Table of Contents

  1. Prerequisites
  2. Step 1: Create RSA Keys
  3. Step 2: Give Remote Host Public RSA Key
  4. Step 3: Verify
  5. Step 4: Disable Password logon
  6. Summary

In this tutorial we will secure SSH by disabling root logon and logon with a password. We will then enable sudo logging giving us the ability to replay a users session.

Prerequisites

I will be using two Ubuntu vagrant machines however this should work on must systems with ssh and sudo. Keep in mind the paths and files may differ across different systems.

Step 1: Create RSA Keys

The first step is to generate the RSA key pair.

ssh-keygen -t rsa

You will be asked where to keep the keys and for a passphrase. I recommend leaving the path to the files the default path. As for the passphrase it does add extra security as well as an extra step.

Step 2: Give Remote Host Public RSA Key

We want the remote host to be able to use our key so we need to give it the public RSA key we just created.

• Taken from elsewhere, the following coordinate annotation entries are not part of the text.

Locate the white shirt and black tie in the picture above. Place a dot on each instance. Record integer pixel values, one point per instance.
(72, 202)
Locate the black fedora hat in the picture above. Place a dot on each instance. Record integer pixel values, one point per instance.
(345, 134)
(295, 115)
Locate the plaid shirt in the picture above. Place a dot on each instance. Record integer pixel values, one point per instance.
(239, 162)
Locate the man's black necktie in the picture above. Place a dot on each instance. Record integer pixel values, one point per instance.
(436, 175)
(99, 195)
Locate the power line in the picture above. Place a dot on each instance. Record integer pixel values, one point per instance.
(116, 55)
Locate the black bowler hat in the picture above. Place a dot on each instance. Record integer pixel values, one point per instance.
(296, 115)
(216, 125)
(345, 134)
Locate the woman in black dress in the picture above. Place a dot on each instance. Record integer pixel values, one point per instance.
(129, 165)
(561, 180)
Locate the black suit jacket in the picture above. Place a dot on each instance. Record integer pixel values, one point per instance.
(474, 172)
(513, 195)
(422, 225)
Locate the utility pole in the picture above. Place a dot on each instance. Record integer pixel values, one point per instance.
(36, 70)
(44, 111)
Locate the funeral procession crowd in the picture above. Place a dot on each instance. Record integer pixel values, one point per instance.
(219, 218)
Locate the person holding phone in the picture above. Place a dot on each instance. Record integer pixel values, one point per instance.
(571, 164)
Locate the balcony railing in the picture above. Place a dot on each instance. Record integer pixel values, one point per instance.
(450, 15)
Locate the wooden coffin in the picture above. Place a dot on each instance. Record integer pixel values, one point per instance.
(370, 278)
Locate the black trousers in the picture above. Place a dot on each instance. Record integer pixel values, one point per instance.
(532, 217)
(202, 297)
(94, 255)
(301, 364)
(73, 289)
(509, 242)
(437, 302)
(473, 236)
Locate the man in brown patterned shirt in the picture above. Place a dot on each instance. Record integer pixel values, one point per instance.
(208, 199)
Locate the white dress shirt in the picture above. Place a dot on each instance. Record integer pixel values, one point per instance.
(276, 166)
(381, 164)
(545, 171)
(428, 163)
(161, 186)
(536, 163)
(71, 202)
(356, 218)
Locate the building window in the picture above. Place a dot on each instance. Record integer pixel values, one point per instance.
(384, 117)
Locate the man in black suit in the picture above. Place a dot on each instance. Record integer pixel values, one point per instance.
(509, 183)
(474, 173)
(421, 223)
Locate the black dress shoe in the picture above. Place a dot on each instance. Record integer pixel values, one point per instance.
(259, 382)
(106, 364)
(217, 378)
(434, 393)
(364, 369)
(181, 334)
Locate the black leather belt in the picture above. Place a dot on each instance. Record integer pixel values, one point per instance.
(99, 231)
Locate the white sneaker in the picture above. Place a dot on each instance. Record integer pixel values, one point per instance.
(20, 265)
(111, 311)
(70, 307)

If you changed the file path go there for your keys other wise they are located at ~/.ssh/idrsa.pub.

Copy the contents of this file and add it to the remote hosts authorizedkeys.

Example

cat ~/.ssh/id_rsa.pub | ssh user@192.168.0.1 "mkdir -p ~/.ssh && cat >>  ~/.ssh/authorized_keys"

Step 3: Verify

Make sure everything is working. Try to log on. It should connect with out asking for a password.

Step 4: Disable Password logon

With SSH RSA keys working the next step is to disable password logon. To do that we will edit /etc/ssh/sshdconfig. Locate and change PasswordAuthentication to no

Example

# Change to no to disable tunnelled clear text passwords
PasswordAuthentication no
I recommend disabling root logon as well. To do that locate and change PermitRootLogin to no

Example

# Authentication:
LoginGraceTime 120
PermitRootLogin no
StrictModes yes

Save the changes and restart the sshd daemon.

sudo service ssh restart

Summary

The purpose of this was to secure a system by enabling SSH RSA Keys and disable root login as well as password logon.

This is just one step in securing a system. However a bunch of little steps add up and makes a big difference.